Kindia : les centres de collecte de récupération et compostage érigés en dépotoirs d’ordures

L’insalubrité est devenue une réalité dominante dans la commune urbaine de Kindia. Les deux centres de collecte de récupération et de compostage des ordures sont aujourd’hui en état de dysfonctionnement total.

Installés aux quartiers Sarakoléah et Koliady dans l’objectif de contribuer  à la collecte et la transformation des ordures biodégradables en engrais organiques, ils  sont de nos jours inexistants. Sur le terrain, nous n’apercevons que des bâtiments en état de vétusté avancé, des immondices et un conteneur hermétiquement fermé. Un centre qui servait jadis certains quartiers de la préfecture à mieux gérer les déchets.

La lutte contre la dégradation de l’écosystème doit être la  préoccupation de toutes les autorités, notamment celles chargées de l’environnement. Crée  en 1998 par l’Agence Communale de l’Eau  et de l’Assainissement à travers la commune urbaine de Kindia en partenariat avec Guinée 44, le centre de Sarakoléah n’a eu qu’une courte durée de vie.

Seydouba Sylla, président du centre de collecte de récupération et de compostage des ordures parle de la genèse dudit centre : ‘’Après sa création, l’agence a eu du mal à gérer cette plateforme car non seulement les jeunes de Kindia à l’époque  ne voulaient pas s’investir dans la gestion des ordures ménagères, une activité à leurs yeux réservées aux personnes démunies, mais aussi un manque de politique efficace de réunir les jeunes autour de ce centre. Automatiquement on s’est intéressé à ce projet avec la collaboration effective des populations particulièrement les 4 quartiers (Tafory Almamya, Sarakoleah,  Taforymétéo et Gangan) en guise d’échantillon et chaque ménage abonné à notre centre payait 7 mille francs guinéens’’, précise-t-il .

Ce centre de collecte et de transformation d’ordures en compostage est allé à la ruine en novembre 2017. Interrogé pour savoir les causes réelles de l’arrêt des deux centres, Seydouba Sylla répond : ‘’Le seul pont Bagoyah qui reliait le centre de transformation  aux quartiers concernés était complètement effondré et on ne pouvait plus prendre les déchets de Tafory météo jusqu’à la plateforme. Ensuite, le  désistement de l’Agence Compost Nantes Métropoles qui nous subventionnait en trimestre. Pour le cas de Koliady, c’était un  consortium ou plusieurs organismes communautaires s’étaient réunis  dans le but de transformer les ordures  de Kindia en produits bios .Seulement, il n’a résisté que 8 mois  du à un manque criard  d’eau, affilié à un puits ou les citoyens aussi s’approvisionnait’’, ajoute-t-il.

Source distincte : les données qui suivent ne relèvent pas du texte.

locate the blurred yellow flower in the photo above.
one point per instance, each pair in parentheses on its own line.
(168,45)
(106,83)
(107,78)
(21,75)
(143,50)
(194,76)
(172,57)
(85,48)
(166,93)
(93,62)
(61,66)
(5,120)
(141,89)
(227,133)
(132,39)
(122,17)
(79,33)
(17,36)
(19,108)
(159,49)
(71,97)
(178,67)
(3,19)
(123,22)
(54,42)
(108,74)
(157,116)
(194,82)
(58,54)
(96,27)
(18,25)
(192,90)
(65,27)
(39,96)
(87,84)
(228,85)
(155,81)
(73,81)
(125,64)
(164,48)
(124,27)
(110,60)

Pour redémarrer ces sites de tri et de transformation à Kindia, le président du centre expose : ‘’Il faut mettre à la disposition des personnes ressources les moyens de collecte et de la main d’œuvre et surtout le financement qui est l’élément indispensable à la réalisation de ce projet’’, ouligne-t-il.

A rappeler qu’en dehors de la collecte et la transformation de ces ordures en engrais organique, ces centres contribuaient aussi  à la bonne production des cultures maraîchères de ladite localité.